[Lustre-discuss] Nodes claim error with files, then say everything is fine.

Wed Aug 6 10:08:01 PDT 2008

On Wed, Aug 6, 2008 at 10:45 AM, Brian J. Murrell <Brian.Murrell at sun.com> wrote:
> On Wed, 2008-08-06 at 10:41 -0600, Chris Worley wrote:
>>
>> Is there anything in /proc or /sys I can look at to see whatever
>> "keepalive" parameters are setup?
>
> All timeouts are based on the obd_timeout in /proc/sys/lustre/timeout
> which MUST be the same on all nodes.
>

Would you suggest I increase or decrease this value?

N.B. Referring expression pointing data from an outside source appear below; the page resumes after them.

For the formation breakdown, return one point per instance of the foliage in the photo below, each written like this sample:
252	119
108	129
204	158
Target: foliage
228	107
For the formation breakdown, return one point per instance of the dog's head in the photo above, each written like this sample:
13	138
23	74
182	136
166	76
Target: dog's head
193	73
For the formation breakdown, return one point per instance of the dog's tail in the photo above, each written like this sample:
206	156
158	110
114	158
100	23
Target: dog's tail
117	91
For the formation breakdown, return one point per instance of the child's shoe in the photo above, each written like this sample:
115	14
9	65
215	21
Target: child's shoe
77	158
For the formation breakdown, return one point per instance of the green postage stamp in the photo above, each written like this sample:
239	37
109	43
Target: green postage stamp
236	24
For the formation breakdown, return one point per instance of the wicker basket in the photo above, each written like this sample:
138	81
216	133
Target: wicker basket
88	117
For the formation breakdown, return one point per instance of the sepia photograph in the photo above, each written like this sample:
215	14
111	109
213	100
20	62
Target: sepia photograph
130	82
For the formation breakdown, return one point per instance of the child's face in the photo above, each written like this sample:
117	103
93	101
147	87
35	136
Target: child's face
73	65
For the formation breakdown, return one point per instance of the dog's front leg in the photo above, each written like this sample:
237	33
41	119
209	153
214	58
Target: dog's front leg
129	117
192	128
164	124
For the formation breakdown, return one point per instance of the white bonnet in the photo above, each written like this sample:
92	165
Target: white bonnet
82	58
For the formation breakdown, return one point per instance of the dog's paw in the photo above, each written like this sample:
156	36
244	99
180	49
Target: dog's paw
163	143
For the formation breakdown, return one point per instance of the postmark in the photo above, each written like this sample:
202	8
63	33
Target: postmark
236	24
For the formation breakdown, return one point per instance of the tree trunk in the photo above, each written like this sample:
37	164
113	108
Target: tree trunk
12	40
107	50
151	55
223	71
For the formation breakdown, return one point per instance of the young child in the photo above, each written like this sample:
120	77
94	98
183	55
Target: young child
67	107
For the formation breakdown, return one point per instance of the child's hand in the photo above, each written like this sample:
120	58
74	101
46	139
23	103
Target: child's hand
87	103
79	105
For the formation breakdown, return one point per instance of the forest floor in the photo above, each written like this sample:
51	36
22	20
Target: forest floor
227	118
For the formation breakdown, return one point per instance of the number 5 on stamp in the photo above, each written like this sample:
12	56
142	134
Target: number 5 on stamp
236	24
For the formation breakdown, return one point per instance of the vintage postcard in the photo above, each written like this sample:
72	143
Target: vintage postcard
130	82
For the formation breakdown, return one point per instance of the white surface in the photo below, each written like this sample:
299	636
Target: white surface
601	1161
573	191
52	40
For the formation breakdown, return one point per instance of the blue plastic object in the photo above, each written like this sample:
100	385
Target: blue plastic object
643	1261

Is there a way to inhibit the eviction, or is that necessary to keep
really dead clients from locking-out files.

>> The systems aren't dying.
>
> They are failing to communicate with the MDS for some reason.  Network
> problems perhaps?  You could try enabling +rpctrace debug and inspecting
> the debug file for RPCs to see if the client is indeed sending something
> (even if it's a ping) at regular intervals.

All the systems (RHEL4 and 5 clients, Lustre servers) are on the same
ethernet and IB switches.  There were no issues before the 1.6.5.1
upgrade with the RHEL5 nodes.

Would a normal ping do it?  I can jury-rig all the RHEL5 nodes to ping the MDS.

Chris